Они провели в церкви всю пасхальную вечернюю службу, прошли крестных ходом под хоругвями, с песнопениями вокруг храма, вновь возвратились под пылающие от многочисленных свечей и зажженных ламп расписные своды церкви и теперь радовались со всеми… Радовались тому, что в мире, во всем мироздании что-то непостижимым чудесным образом разрешилось, прозрело и уладилось; радовались запаху ладана и свечного воска, белой сахарной обливке пасхальных куличей и лукошку крашенных в луковом отваре пасхальных яиц; радовались встрече с людьми, незнакомыми, но чуточку родными, объятыми в эту апрельскую ночь всеобщей верой и счастьем воскресения Господа; радовались махоньким мышкам на ветках верб, которыми был украшен храм; радовались тому, что пришел час, когда что-то наносное, хлопотное и суетное, без чего не обходится обыденная жизнь, вдруг становится легковесным, необременительным, превращается в шелуху, под которой наконец-то проступает самое главное, самое истинное, что сокрыто и заключено в словах «Христос воскресе!»

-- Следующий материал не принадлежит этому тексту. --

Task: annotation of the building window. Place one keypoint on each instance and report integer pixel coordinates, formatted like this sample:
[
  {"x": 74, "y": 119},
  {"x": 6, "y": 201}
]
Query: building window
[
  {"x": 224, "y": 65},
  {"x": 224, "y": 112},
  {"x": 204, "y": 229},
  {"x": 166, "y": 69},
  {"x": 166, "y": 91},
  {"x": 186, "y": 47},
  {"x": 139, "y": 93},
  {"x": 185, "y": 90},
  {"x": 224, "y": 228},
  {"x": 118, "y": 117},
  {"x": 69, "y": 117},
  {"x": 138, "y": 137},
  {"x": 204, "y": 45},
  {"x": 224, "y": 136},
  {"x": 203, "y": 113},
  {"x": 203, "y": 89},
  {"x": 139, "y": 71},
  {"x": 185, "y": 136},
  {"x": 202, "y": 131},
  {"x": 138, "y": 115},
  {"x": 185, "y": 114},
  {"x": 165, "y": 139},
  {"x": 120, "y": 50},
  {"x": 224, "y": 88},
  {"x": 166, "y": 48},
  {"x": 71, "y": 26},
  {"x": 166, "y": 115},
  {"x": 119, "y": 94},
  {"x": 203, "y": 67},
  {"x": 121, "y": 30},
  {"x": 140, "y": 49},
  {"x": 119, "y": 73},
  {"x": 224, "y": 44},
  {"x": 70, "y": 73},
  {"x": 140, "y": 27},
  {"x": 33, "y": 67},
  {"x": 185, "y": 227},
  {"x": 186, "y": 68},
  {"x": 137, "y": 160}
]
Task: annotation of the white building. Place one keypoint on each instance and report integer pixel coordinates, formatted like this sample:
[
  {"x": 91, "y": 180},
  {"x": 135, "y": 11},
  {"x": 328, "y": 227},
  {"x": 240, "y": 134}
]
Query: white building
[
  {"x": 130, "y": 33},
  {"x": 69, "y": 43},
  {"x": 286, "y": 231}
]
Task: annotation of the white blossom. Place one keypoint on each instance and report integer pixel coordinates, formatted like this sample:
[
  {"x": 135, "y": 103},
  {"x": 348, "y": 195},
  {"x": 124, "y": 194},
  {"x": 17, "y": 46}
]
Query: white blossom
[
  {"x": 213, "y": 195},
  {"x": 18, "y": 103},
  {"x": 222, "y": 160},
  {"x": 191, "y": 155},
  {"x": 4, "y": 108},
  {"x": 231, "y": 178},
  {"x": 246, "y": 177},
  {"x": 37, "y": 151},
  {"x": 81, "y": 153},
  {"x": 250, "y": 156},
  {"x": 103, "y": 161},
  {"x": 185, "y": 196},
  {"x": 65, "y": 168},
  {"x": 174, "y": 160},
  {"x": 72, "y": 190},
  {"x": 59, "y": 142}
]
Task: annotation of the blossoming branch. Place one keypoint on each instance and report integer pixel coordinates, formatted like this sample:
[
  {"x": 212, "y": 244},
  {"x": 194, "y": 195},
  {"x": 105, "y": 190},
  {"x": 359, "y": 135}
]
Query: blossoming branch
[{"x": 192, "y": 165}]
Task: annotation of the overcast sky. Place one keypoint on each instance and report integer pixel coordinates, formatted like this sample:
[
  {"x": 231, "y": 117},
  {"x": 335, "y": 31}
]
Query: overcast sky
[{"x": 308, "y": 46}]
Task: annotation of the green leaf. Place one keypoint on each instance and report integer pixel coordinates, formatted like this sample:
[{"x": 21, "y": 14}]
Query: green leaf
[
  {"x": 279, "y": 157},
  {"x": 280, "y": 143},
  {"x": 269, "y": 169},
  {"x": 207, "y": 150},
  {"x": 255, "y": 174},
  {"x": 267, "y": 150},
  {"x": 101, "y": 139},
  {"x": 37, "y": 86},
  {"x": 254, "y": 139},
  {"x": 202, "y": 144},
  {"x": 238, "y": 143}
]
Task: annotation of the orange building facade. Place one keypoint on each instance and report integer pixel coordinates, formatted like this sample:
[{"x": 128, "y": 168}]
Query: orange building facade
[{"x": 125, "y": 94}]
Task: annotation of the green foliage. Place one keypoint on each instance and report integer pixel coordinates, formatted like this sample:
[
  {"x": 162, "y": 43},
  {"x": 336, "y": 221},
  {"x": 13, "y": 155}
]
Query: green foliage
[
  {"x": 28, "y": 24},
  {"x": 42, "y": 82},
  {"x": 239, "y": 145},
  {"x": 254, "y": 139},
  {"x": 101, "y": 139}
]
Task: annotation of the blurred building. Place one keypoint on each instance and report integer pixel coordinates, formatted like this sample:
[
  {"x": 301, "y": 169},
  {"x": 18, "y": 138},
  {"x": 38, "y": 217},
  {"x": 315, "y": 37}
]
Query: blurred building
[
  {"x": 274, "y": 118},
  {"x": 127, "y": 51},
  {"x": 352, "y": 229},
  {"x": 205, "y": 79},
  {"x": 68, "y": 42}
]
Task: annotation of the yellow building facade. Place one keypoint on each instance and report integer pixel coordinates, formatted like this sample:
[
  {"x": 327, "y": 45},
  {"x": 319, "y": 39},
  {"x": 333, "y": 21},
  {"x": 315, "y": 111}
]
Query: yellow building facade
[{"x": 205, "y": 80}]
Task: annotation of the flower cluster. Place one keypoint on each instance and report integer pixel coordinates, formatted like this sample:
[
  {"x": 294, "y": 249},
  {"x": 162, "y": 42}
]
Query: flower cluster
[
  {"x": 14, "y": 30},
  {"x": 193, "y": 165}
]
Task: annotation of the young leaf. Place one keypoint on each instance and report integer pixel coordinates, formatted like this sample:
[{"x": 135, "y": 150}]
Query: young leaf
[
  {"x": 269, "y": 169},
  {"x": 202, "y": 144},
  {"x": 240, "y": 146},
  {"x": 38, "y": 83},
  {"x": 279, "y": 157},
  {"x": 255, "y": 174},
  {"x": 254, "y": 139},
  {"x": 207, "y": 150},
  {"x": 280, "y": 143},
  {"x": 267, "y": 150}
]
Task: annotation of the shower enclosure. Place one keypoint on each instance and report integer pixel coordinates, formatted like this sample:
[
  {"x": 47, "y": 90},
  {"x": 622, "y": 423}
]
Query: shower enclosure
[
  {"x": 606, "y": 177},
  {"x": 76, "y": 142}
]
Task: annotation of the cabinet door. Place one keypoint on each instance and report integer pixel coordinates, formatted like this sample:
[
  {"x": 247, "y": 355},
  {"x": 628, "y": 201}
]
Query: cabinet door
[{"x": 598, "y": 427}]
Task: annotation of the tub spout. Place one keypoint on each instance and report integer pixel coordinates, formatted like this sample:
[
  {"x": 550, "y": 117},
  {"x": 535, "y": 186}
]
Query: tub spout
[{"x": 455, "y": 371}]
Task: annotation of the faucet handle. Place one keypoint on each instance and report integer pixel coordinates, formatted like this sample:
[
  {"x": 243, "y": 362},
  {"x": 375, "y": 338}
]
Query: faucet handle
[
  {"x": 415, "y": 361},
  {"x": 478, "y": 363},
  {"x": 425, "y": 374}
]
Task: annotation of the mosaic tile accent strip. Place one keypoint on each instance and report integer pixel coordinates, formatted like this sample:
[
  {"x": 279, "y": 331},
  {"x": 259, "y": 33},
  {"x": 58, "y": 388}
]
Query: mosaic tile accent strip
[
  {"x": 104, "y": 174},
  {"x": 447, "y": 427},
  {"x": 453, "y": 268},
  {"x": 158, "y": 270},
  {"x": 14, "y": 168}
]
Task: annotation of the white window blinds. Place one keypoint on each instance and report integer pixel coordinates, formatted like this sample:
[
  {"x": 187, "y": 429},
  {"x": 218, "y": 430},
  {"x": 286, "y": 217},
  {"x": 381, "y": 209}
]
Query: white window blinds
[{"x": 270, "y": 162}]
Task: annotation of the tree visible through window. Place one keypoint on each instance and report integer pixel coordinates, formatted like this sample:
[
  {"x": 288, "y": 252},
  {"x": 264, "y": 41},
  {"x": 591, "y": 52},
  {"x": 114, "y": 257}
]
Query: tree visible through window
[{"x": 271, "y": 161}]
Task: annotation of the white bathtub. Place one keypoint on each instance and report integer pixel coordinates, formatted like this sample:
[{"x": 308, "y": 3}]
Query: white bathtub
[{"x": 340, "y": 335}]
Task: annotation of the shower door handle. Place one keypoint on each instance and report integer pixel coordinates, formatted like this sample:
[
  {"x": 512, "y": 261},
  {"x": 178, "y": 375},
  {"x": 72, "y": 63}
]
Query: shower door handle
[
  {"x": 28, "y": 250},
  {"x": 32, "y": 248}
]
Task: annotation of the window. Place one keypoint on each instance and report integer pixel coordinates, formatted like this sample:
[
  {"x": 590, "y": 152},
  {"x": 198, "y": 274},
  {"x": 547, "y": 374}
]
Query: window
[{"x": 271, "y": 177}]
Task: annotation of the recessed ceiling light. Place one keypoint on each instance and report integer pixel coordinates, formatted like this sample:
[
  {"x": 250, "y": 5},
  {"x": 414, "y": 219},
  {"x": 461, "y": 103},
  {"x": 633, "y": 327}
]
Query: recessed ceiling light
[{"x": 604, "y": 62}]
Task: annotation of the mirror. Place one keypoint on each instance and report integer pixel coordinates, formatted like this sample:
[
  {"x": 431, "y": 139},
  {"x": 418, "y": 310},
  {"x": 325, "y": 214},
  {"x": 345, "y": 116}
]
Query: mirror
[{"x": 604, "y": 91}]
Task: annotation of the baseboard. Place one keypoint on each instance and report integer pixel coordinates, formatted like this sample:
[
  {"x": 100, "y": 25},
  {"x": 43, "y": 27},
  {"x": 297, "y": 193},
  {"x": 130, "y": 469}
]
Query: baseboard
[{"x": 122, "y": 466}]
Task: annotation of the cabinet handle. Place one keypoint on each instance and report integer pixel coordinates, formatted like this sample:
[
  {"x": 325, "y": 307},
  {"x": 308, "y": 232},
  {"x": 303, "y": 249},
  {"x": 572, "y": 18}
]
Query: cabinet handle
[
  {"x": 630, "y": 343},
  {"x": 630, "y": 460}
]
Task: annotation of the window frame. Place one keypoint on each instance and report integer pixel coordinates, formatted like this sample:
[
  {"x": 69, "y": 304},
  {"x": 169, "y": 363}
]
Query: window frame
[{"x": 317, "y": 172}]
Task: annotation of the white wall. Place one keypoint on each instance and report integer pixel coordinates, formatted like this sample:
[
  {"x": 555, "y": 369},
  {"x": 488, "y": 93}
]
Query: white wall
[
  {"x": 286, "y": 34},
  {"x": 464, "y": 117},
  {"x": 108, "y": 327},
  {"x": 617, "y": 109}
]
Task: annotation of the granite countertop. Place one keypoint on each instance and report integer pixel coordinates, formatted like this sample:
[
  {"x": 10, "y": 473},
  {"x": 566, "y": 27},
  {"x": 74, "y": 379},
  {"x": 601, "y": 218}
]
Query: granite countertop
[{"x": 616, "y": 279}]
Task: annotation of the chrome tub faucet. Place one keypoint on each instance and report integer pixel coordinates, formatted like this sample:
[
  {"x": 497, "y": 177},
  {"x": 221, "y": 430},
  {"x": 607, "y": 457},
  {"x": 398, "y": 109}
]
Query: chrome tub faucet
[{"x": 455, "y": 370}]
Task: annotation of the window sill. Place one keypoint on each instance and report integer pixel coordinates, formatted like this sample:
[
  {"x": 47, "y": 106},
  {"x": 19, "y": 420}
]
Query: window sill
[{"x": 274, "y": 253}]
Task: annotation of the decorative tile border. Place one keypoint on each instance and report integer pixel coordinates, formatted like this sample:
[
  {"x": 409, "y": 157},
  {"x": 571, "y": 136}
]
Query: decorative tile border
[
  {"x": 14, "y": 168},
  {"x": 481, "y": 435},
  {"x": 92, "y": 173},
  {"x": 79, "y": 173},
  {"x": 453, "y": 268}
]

Отсюда, из сверкающего, многолюдного храма Вознесения, Павел Ворончихин даже в тупиковые мрачные углы своей службы смотрел замиренно. Офицерские судьбы, судьба всей армии, народа, страны, казалось, зависели не от каких-то единичных политиков, коалиций или военных блоков, а от вышнего Божьего промысла и покровительства. За трагедией шло воскресение. Способны ли люди управлять трагедией и воскресением после трагедии? Люди пешки, их воля хаотична, будущее — неведомо…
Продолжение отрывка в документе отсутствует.